Home ImprovementRemodelingCleaningGardeningLandscapingInterior DesignHome AppliancesPest ControlDecks & PatiosSwimming Pools & Hot TubsGaragesBasements

How to Use a Router Power Tool

Updated on April 05, 2016
wilderness profile image

Dan has been a homeowner for some 40 years, and has nearly always done his own repair and improvement tasks. He is a licensed electrician.

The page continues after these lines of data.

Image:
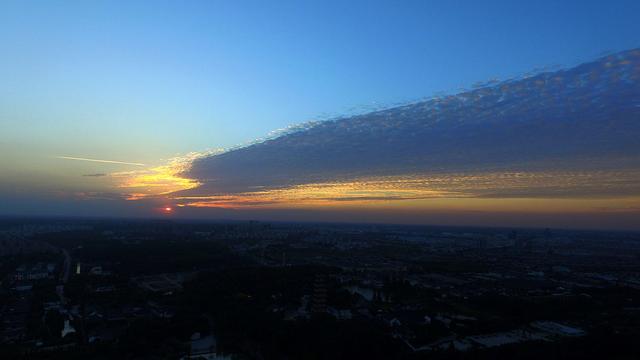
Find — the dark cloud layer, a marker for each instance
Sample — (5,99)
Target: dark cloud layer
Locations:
(582,119)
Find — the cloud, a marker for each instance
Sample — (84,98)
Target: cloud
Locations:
(569,133)
(99,160)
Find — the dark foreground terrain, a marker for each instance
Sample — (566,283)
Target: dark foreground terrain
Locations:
(85,289)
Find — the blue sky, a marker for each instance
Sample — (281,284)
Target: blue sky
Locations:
(183,76)
(142,81)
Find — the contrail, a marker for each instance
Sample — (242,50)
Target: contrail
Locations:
(98,160)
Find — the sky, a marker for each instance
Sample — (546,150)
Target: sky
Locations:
(149,86)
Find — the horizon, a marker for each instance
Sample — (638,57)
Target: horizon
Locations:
(136,111)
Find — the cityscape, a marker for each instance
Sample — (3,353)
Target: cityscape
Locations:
(319,180)
(79,288)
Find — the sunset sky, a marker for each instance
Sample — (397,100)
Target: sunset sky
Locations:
(134,108)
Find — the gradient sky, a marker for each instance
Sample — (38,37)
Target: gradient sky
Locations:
(145,81)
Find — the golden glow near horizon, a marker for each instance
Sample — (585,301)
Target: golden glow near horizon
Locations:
(497,191)
(159,180)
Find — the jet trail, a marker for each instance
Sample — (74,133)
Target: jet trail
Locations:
(99,160)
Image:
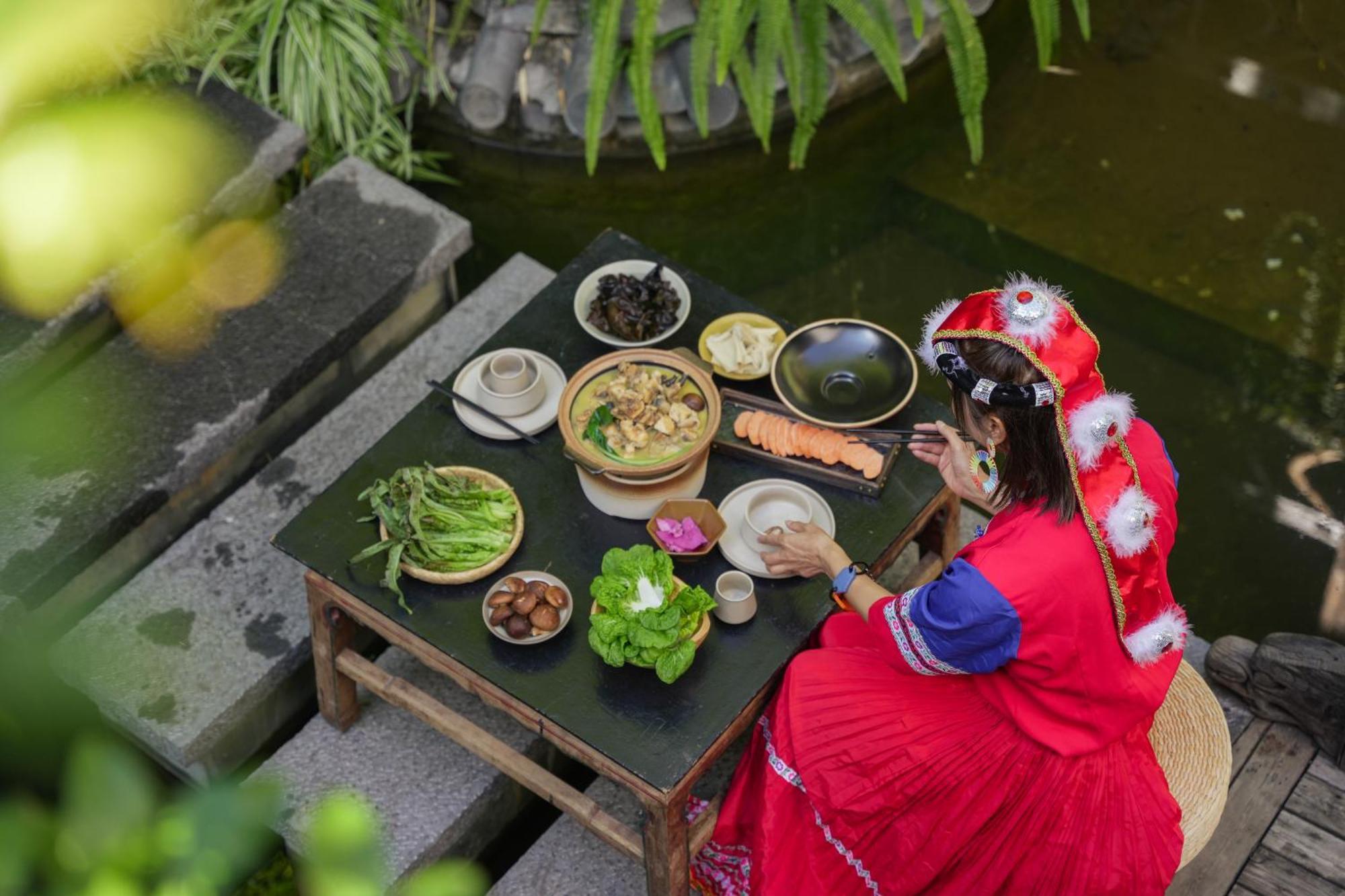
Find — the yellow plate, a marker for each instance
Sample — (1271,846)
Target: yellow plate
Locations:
(722,325)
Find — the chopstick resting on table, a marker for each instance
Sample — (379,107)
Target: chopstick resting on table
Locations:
(439,386)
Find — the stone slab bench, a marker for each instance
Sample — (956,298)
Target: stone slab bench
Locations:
(204,655)
(162,440)
(434,797)
(33,352)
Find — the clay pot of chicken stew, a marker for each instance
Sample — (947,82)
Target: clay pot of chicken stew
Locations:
(657,413)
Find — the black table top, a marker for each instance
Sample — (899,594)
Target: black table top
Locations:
(656,731)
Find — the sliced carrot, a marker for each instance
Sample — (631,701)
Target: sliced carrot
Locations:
(755,427)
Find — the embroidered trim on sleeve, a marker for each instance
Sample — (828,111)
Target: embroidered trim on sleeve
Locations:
(911,643)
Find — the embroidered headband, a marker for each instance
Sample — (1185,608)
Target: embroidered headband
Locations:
(1038,321)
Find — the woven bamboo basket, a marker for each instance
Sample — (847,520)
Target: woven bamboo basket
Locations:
(489,481)
(1191,741)
(697,637)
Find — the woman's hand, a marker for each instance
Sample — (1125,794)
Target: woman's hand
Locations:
(953,458)
(805,551)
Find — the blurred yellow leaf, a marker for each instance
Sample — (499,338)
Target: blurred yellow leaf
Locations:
(236,264)
(52,46)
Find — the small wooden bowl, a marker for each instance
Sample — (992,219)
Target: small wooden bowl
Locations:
(701,512)
(697,638)
(490,481)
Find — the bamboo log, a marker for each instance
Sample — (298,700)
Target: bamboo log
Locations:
(494,751)
(578,91)
(485,100)
(723,107)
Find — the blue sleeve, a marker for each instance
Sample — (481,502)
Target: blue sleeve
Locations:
(960,623)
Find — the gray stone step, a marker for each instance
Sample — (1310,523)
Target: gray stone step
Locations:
(205,653)
(165,439)
(268,145)
(435,798)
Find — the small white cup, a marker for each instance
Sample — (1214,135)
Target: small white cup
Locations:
(508,373)
(510,370)
(769,509)
(735,598)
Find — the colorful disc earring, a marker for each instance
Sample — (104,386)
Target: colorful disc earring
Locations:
(984,470)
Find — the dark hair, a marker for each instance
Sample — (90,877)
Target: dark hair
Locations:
(1032,466)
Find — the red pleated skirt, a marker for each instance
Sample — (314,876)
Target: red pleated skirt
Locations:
(863,779)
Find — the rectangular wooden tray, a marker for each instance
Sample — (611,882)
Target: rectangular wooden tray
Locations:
(839,475)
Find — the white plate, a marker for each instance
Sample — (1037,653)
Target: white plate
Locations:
(469,385)
(732,545)
(587,292)
(528,576)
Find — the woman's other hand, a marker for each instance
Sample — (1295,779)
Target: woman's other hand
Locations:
(805,551)
(953,459)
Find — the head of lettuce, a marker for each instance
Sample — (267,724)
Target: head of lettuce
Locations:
(640,623)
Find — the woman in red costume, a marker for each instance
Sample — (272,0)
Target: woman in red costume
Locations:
(987,732)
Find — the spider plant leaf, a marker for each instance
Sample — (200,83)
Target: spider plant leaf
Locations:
(539,15)
(968,60)
(917,10)
(607,32)
(703,57)
(1046,26)
(1082,14)
(640,72)
(883,44)
(728,37)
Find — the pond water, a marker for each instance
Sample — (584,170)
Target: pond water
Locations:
(1183,177)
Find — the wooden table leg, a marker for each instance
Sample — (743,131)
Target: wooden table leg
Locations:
(666,857)
(333,631)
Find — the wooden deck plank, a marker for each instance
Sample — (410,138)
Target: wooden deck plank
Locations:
(1328,771)
(1319,802)
(1261,788)
(1269,873)
(1305,844)
(1246,743)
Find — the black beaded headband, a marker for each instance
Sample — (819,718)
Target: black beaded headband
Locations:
(987,391)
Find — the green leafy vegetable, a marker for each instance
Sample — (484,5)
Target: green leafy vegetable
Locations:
(638,623)
(438,522)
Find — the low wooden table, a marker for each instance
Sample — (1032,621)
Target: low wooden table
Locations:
(650,737)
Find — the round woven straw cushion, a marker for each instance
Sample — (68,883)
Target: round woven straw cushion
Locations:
(489,481)
(1191,741)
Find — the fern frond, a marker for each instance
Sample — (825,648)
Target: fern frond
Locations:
(813,75)
(917,10)
(727,37)
(1046,26)
(641,75)
(968,60)
(1082,14)
(539,15)
(884,46)
(773,18)
(703,57)
(603,67)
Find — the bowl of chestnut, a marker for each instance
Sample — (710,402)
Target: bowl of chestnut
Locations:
(528,607)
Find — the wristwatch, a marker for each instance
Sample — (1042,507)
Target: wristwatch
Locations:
(847,577)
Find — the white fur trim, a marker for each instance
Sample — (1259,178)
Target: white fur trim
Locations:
(933,322)
(1130,522)
(1046,306)
(1089,424)
(1152,641)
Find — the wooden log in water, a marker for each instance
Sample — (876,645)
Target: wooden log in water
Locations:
(578,91)
(486,96)
(1297,678)
(723,107)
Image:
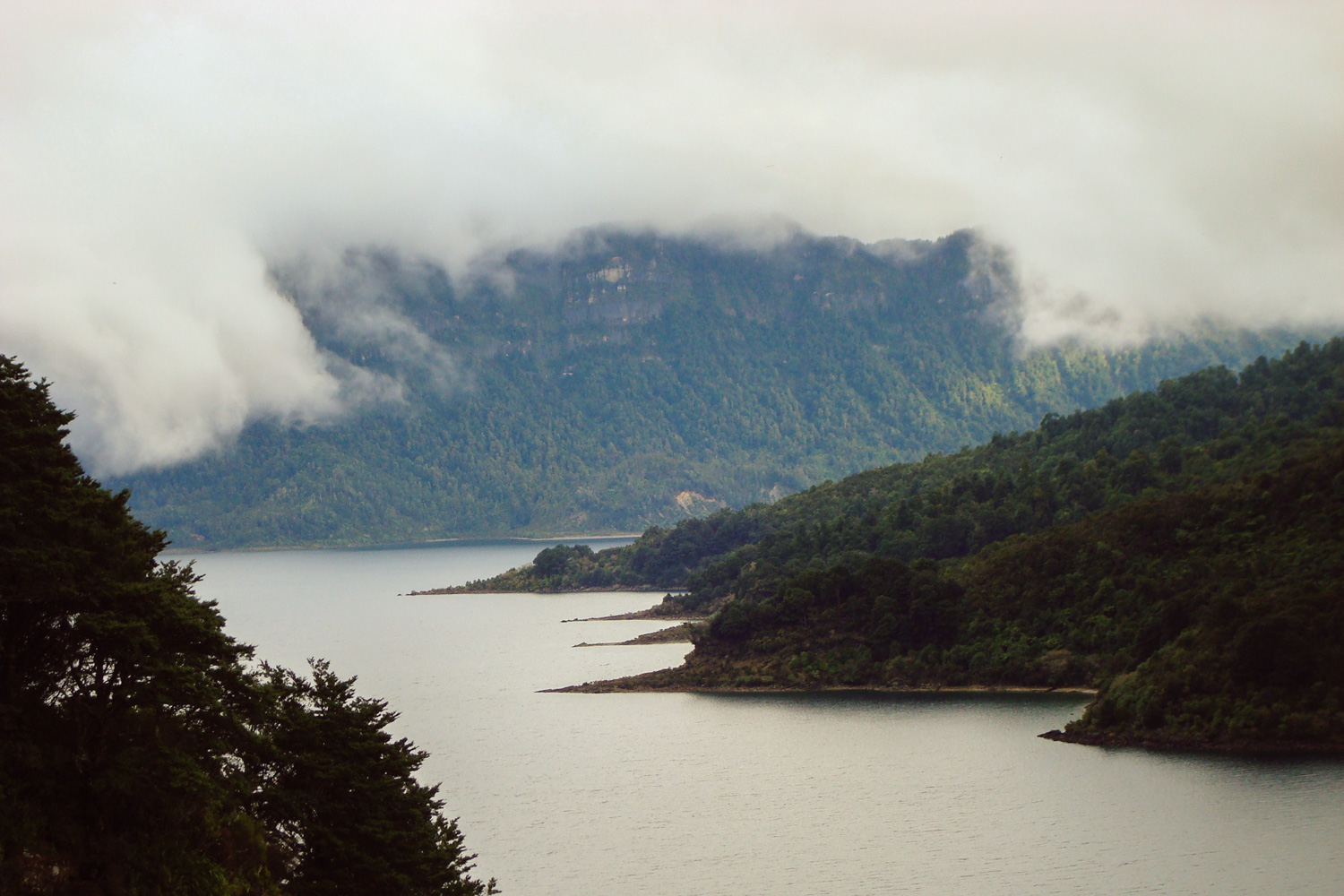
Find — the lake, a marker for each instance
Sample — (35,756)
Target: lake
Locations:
(757,794)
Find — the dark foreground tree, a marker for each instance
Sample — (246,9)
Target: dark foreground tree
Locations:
(139,753)
(344,802)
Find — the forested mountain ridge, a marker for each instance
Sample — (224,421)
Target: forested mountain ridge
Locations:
(1180,549)
(1193,432)
(634,379)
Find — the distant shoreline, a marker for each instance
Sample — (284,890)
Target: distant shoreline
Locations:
(633,684)
(408,546)
(1159,743)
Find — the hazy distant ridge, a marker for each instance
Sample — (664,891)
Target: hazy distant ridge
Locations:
(631,379)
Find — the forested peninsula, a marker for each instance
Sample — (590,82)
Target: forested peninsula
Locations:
(144,751)
(634,379)
(1179,549)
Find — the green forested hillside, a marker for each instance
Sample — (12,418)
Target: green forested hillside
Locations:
(1182,549)
(631,379)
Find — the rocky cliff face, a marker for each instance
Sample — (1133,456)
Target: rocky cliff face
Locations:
(596,386)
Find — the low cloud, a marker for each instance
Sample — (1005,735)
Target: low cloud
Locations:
(1147,166)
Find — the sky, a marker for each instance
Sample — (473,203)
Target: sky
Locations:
(1150,166)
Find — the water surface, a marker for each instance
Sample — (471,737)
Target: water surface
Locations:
(758,794)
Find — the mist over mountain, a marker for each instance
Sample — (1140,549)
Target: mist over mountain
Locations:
(625,379)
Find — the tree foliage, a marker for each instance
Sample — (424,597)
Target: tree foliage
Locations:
(1180,548)
(140,753)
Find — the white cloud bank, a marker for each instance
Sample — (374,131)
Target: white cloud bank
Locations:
(1163,161)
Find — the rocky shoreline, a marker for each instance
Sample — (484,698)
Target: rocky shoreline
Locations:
(1160,743)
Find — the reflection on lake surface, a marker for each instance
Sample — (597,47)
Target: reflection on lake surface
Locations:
(758,794)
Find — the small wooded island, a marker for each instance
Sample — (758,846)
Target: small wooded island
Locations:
(1182,551)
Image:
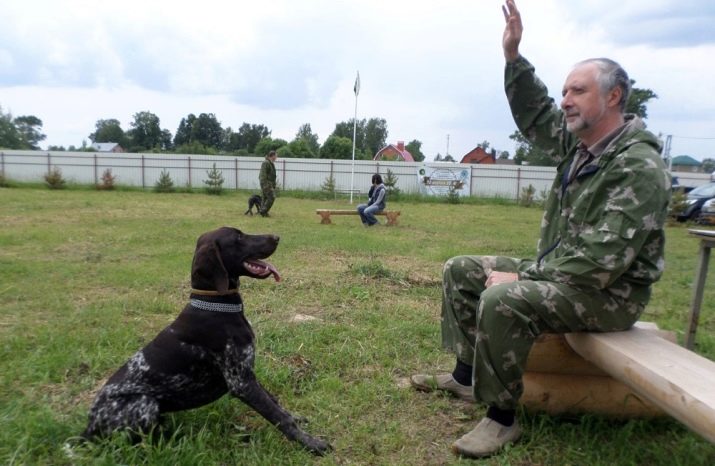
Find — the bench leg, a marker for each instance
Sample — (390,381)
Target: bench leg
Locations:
(392,217)
(325,218)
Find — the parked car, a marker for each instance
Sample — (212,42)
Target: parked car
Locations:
(707,212)
(695,201)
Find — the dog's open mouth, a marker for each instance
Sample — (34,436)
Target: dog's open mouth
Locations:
(261,269)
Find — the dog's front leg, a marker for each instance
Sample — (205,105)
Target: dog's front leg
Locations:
(242,383)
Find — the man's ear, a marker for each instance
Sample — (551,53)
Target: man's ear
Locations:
(613,98)
(207,268)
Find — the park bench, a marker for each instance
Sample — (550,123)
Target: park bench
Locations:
(637,373)
(326,213)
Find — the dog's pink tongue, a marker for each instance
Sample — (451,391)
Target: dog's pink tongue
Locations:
(273,270)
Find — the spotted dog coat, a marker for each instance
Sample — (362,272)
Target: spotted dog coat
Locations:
(206,352)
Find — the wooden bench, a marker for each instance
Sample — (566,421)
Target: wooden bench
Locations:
(679,381)
(637,373)
(326,213)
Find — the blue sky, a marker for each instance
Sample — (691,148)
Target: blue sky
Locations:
(433,70)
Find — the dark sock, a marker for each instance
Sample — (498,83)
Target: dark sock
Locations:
(462,373)
(504,417)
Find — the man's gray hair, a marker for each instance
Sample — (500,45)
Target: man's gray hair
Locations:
(611,75)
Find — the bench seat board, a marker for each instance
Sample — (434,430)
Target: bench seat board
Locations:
(326,213)
(679,381)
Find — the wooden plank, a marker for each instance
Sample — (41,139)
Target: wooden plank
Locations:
(326,213)
(552,354)
(569,394)
(679,381)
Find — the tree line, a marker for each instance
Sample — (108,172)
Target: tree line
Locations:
(204,134)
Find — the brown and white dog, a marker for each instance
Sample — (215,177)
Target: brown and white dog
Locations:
(206,352)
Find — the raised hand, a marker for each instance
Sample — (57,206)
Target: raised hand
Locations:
(512,31)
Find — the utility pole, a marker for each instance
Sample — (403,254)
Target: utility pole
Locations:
(666,150)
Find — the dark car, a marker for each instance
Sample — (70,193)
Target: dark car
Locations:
(695,200)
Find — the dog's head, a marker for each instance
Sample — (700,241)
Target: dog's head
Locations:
(224,254)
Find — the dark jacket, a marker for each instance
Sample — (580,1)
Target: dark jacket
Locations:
(378,195)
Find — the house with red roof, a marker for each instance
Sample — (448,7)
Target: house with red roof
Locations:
(394,152)
(478,155)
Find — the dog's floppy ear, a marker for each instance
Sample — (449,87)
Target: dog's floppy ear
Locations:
(207,268)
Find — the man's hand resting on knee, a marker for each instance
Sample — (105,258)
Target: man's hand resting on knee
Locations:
(497,278)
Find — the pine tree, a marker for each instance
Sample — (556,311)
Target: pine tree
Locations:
(164,184)
(214,185)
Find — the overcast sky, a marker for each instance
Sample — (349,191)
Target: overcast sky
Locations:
(433,70)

Throwing sawdust to the side, this router is working hard.
Throwing sawdust to the side, this router is working hard. | Source

How To Use a Wood Router

How to use a router is an impossibly broad subject for one article; entire books can't cover everything there is to know. The problem is that a wood router is such a versatile power tool and can perform so many different tasks. The router itself can range from a small 3/4 HP tool for trimming laminate to a massive 3 1/2 HP plunge router that will handle the largest router bits on the market.

Nevertheless, it is possible to cover the basics of using a wood router properly and safely and a few basic tips will go a long way toward learning all the intricacies of what a router is capable of.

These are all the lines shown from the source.